Et il tendait le bras, posait sa main à plat juste au-dessous de mon nez pour cacher la moustache, et cillait des yeux comme le portraitiste devant son modèle.

— Plus je regarde monsieur, plus j’ai l’impression qu’il appartenait à un groupe de noctambules…, a dit Heurteur.

— Mais quand ? a demandé Sonachitzé.

— Oh… il y a longtemps… Cela fait une éternité que nous ne travaillons plus dans les boîtes de nuit, Paul…

— Tu crois que ça remonterait au temps du Tanagra ?

Heurteur me fixait d’un regard de plus en plus intense.

— Excusez-moi, me dit-il. Pourriez-vous vous lever une seconde ?

Je m’exécutai. Il me regardait de haut en bas et de bas en haut.

— Mais oui, ça me rappelle un client. Votre taille… Attendez…

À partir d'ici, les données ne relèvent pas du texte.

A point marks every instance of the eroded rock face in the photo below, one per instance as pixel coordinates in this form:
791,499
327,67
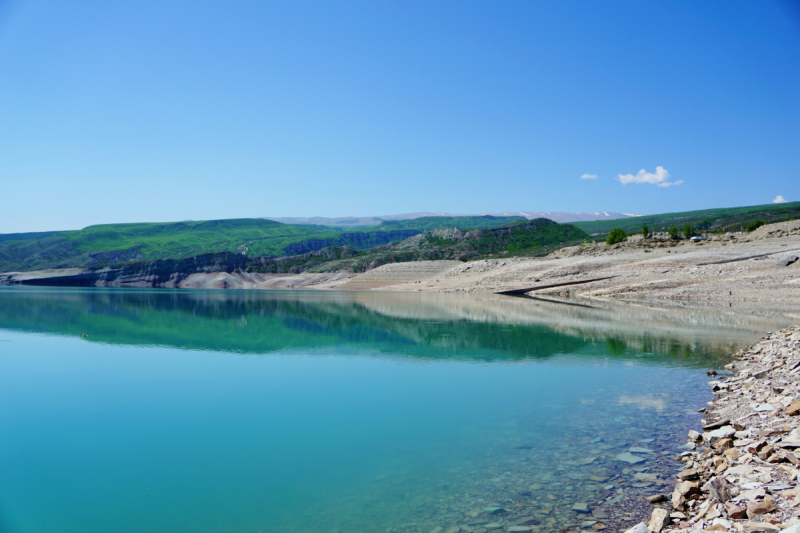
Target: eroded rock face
743,472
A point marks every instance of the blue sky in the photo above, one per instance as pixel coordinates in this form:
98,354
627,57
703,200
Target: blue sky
161,111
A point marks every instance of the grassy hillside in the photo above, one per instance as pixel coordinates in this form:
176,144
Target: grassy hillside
534,237
724,219
118,243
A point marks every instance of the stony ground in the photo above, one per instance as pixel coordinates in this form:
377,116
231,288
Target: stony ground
658,270
743,473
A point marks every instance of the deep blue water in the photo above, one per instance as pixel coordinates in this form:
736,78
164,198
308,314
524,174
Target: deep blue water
252,412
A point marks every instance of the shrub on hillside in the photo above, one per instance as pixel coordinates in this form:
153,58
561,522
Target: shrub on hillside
616,235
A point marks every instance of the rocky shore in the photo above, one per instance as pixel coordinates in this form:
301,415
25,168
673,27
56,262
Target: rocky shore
741,472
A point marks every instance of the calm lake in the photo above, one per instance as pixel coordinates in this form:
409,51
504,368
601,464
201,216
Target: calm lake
246,411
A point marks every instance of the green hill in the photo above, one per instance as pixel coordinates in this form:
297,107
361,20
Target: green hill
518,238
722,219
119,243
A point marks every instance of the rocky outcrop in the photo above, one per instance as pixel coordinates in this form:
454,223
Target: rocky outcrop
162,273
741,473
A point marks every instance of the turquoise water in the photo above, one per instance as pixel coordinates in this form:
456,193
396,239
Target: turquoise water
259,412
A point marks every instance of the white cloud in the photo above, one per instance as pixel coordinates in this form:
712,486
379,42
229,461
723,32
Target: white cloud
660,178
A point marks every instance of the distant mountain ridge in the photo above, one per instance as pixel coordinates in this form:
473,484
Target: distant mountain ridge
561,217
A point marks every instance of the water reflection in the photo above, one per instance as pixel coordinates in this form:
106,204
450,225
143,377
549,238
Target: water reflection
361,412
416,325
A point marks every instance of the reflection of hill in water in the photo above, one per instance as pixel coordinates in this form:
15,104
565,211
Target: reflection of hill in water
418,325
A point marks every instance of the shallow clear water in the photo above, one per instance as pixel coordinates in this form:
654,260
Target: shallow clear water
225,411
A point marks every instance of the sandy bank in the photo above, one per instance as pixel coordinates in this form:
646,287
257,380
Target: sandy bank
663,272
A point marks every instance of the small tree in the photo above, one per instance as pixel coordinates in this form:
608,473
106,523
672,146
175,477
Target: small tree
616,235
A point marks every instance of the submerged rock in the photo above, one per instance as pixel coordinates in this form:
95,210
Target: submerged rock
630,458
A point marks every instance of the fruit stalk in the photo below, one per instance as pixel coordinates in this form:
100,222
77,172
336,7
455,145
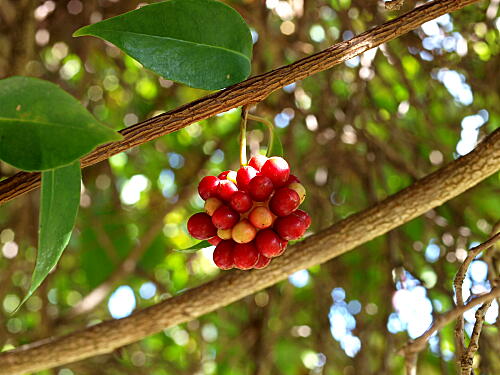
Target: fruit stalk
243,135
270,129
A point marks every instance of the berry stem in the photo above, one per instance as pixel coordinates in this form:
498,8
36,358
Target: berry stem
270,128
243,135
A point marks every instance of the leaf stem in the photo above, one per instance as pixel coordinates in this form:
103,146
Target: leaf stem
270,128
243,135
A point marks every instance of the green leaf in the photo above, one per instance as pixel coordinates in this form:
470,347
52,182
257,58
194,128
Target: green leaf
42,127
200,245
201,43
59,201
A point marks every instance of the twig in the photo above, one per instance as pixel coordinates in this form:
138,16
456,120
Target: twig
458,282
253,90
467,358
442,320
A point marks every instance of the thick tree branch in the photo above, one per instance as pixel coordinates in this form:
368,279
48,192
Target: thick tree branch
252,90
425,194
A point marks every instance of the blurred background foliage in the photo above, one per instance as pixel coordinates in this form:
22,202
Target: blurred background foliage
354,135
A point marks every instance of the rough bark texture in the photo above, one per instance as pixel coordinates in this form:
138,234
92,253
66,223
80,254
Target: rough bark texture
425,194
250,91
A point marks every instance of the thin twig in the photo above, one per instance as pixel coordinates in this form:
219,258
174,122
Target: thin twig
467,358
243,135
442,320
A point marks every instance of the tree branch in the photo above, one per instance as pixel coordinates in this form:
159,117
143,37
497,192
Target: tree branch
253,90
458,283
425,194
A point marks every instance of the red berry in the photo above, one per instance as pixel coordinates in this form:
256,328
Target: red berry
208,187
223,175
224,255
291,179
214,240
260,188
226,190
268,243
245,174
244,232
263,262
277,170
300,189
225,217
211,204
261,217
304,216
290,227
257,161
241,202
284,202
200,226
245,256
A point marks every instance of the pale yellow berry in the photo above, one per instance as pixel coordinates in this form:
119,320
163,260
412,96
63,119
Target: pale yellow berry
225,234
261,217
300,189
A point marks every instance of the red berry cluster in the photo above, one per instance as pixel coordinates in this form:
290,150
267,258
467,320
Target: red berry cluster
250,215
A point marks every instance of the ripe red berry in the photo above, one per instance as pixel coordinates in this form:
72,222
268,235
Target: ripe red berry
260,188
261,217
277,170
300,189
225,234
214,240
245,255
226,190
291,179
208,187
257,161
211,204
244,175
223,175
200,226
304,216
224,255
284,202
244,232
268,243
290,227
241,202
263,262
225,217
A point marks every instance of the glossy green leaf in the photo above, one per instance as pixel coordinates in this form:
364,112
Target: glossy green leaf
59,201
200,245
201,43
42,127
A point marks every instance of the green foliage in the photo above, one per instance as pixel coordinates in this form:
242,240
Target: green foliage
43,127
59,201
201,43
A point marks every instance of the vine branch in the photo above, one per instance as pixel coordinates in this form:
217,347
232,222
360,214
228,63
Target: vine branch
252,90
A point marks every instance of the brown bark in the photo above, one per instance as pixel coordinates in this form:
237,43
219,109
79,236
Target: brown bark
252,90
423,195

Il avait levé la main et se figeait comme s’il voulait retenir quelque chose qui risquait de se dissiper d’un instant à l’autre.

— Attendez… Attendez… Ça y est, Paul…

Il avait un sourire triomphal.

— Vous pouvez vous rasseoir…

Il jubilait. Il était sûr que ce qu’il allait dire ferait son effet. Il nous versait du vin, à Sonachitzé et à moi, d’une manière cérémonieuse.